Now that you know how many leads/MQLs/SQLs/opportunities you'll need to generate to hit your revenue goals, you can budget accordingly and monitor cost per lead and cost per opportunity over time. These numbers are important, especially when measuring quality and efficiency by channel.
However, your goals started with a revenue number, not with a leads quota. Revenue should be the be all, end all of your marketing and sales process. This is the cornerstone of pipeline marketing. As you manage your funnel over time, always be sure to look at revenue contribution and work backwards from there. It doesn't matter if you can generate hundreds of leads from sponsored Twitter posts if none of them convert to customers contributing to the total ROI on inbound marketing. Conversly, if you can generate twenty leads a month from live chat on your website that convert to customers at 75 percent, that's a better acquisition channel.
Finally, it's possible for marketing and sales leaders to become so absorbed in funnel management and optimization for net-new acquisition that existing customers go by the wayside. A Forrester study noted that:
"Marketers obsess over acquisition. Even as the lines between marketing and customer experience blur...respondents prioritize customer acquisition efforts over nurturing and deepending relationships with their most valuable and loyal customers."
A similar study again confirmed this, showing that customer retention takes a backseat to acquisition:
The cost structure and data varies regarding exactly how much more it costs to acquire a new customer than it does to retain or upsell an existing one.

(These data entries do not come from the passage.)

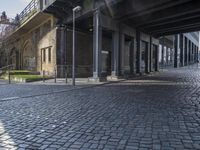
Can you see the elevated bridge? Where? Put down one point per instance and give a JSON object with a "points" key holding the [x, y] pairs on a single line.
{"points": [[156, 17]]}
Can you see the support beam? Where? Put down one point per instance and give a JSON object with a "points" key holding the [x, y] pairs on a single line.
{"points": [[138, 52], [115, 54], [176, 48], [181, 45], [131, 59], [61, 50]]}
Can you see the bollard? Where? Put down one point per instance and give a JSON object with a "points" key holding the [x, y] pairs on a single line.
{"points": [[43, 76]]}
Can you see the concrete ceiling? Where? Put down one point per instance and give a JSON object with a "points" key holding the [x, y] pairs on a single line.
{"points": [[156, 17]]}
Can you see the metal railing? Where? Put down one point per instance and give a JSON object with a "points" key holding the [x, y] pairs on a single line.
{"points": [[5, 70], [31, 9]]}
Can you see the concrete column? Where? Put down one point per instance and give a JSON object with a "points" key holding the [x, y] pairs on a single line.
{"points": [[151, 55], [181, 50], [122, 44], [97, 46], [190, 52], [197, 54], [185, 51], [162, 56], [147, 58], [156, 58], [176, 47], [193, 52], [115, 54], [61, 50], [138, 52], [167, 56]]}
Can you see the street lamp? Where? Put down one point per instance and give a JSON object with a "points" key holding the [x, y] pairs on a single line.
{"points": [[76, 9]]}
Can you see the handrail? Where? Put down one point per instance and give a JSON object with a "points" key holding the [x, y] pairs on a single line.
{"points": [[29, 11]]}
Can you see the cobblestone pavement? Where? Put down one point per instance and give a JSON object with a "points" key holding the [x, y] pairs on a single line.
{"points": [[160, 111]]}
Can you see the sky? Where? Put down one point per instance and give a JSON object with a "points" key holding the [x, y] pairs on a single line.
{"points": [[12, 7]]}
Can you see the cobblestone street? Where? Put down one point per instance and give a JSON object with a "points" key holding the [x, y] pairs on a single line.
{"points": [[160, 111]]}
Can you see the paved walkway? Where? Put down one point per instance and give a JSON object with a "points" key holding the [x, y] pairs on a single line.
{"points": [[160, 111]]}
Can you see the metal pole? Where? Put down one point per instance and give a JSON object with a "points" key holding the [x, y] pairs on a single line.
{"points": [[55, 74], [73, 57], [9, 79]]}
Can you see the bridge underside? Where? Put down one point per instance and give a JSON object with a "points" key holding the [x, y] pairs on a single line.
{"points": [[154, 17]]}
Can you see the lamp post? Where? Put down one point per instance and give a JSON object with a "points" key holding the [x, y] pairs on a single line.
{"points": [[76, 9]]}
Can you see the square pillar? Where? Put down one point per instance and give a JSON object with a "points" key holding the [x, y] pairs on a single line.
{"points": [[131, 59], [61, 51], [181, 50], [147, 58], [176, 47], [156, 58], [185, 51], [138, 52], [122, 44], [97, 46], [151, 55], [115, 54]]}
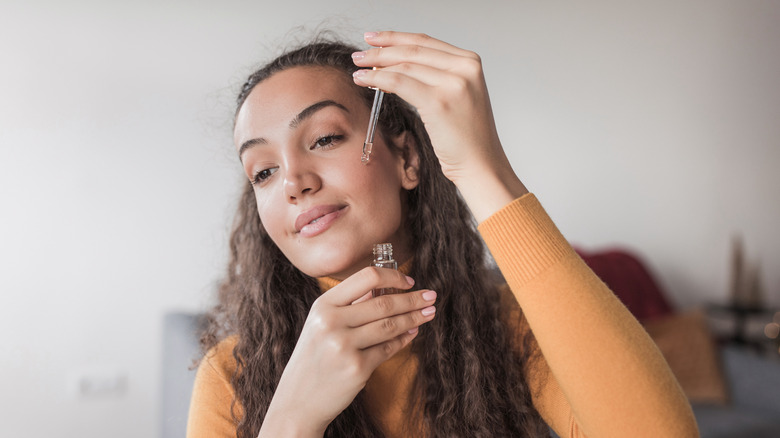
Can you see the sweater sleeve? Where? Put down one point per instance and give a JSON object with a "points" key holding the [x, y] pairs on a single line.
{"points": [[599, 373], [212, 395]]}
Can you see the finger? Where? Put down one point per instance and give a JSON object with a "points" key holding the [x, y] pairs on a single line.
{"points": [[363, 298], [356, 285], [392, 38], [428, 75], [388, 56], [412, 90], [377, 354], [385, 329], [387, 306]]}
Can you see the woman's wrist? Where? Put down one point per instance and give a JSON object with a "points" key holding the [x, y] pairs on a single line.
{"points": [[280, 424]]}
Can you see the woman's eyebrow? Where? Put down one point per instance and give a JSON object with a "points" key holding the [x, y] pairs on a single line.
{"points": [[311, 109], [303, 115]]}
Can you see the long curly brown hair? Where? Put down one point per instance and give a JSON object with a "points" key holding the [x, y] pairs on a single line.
{"points": [[471, 379]]}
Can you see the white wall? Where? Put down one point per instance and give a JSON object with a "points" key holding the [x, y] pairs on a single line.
{"points": [[651, 126]]}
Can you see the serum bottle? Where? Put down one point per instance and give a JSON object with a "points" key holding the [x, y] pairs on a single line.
{"points": [[383, 258]]}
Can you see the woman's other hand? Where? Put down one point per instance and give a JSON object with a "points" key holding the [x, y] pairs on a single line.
{"points": [[345, 338], [447, 86]]}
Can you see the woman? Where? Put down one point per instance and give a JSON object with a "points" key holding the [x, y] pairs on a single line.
{"points": [[296, 346]]}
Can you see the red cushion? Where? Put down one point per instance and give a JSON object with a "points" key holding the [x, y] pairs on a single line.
{"points": [[628, 278]]}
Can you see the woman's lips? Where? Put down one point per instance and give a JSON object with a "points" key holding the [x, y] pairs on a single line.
{"points": [[317, 219]]}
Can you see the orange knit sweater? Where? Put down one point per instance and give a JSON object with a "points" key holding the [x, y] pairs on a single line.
{"points": [[600, 373]]}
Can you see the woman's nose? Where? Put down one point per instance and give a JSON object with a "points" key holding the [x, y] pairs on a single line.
{"points": [[300, 181]]}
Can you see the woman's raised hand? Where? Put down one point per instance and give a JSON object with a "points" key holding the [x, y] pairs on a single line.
{"points": [[447, 86], [345, 338]]}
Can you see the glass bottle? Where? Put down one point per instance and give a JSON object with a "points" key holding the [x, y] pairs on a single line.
{"points": [[383, 258]]}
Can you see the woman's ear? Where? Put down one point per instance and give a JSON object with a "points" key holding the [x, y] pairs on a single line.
{"points": [[410, 160]]}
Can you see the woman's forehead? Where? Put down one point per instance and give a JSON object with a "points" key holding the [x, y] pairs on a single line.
{"points": [[276, 101]]}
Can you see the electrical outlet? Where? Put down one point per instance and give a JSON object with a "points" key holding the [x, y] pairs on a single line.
{"points": [[99, 383]]}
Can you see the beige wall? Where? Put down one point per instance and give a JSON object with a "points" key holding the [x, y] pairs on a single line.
{"points": [[650, 126]]}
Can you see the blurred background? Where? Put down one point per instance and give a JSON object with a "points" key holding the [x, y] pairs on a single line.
{"points": [[652, 126]]}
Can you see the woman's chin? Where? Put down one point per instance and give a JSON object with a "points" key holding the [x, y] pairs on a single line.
{"points": [[338, 270]]}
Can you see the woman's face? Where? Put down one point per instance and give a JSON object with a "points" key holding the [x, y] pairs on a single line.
{"points": [[300, 136]]}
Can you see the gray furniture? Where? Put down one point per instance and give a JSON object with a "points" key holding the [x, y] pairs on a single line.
{"points": [[754, 383], [180, 348]]}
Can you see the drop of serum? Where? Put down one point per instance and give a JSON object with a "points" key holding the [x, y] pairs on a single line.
{"points": [[366, 153]]}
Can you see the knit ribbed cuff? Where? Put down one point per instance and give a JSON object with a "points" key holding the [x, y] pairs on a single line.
{"points": [[523, 239]]}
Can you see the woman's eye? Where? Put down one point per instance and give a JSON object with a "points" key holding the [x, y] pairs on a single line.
{"points": [[261, 176], [327, 141]]}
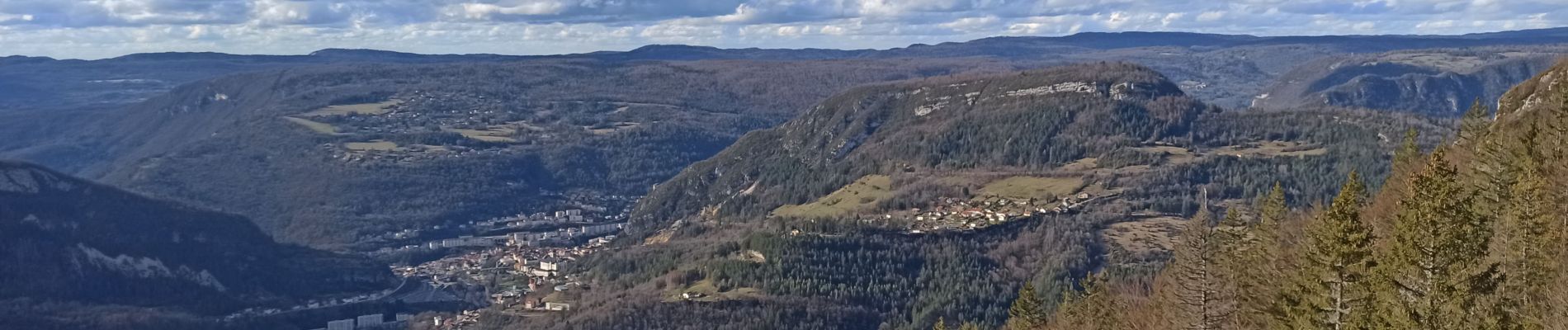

However across the board it's clear that it's substantially more expensive to acquire net-new customers.
As a marketer, this means that it's not enough to look at just your initial acquisition metrics. You also must take the time to examine LTV:CAC ratios and use cohort analysis to help determine which channels and tactics are delivering lasting value to your business.
By incorporating these five pillars of funnel management into your marketing and sales team, you'll be well on your way to creative a data-driven and efficient demand-generation engine.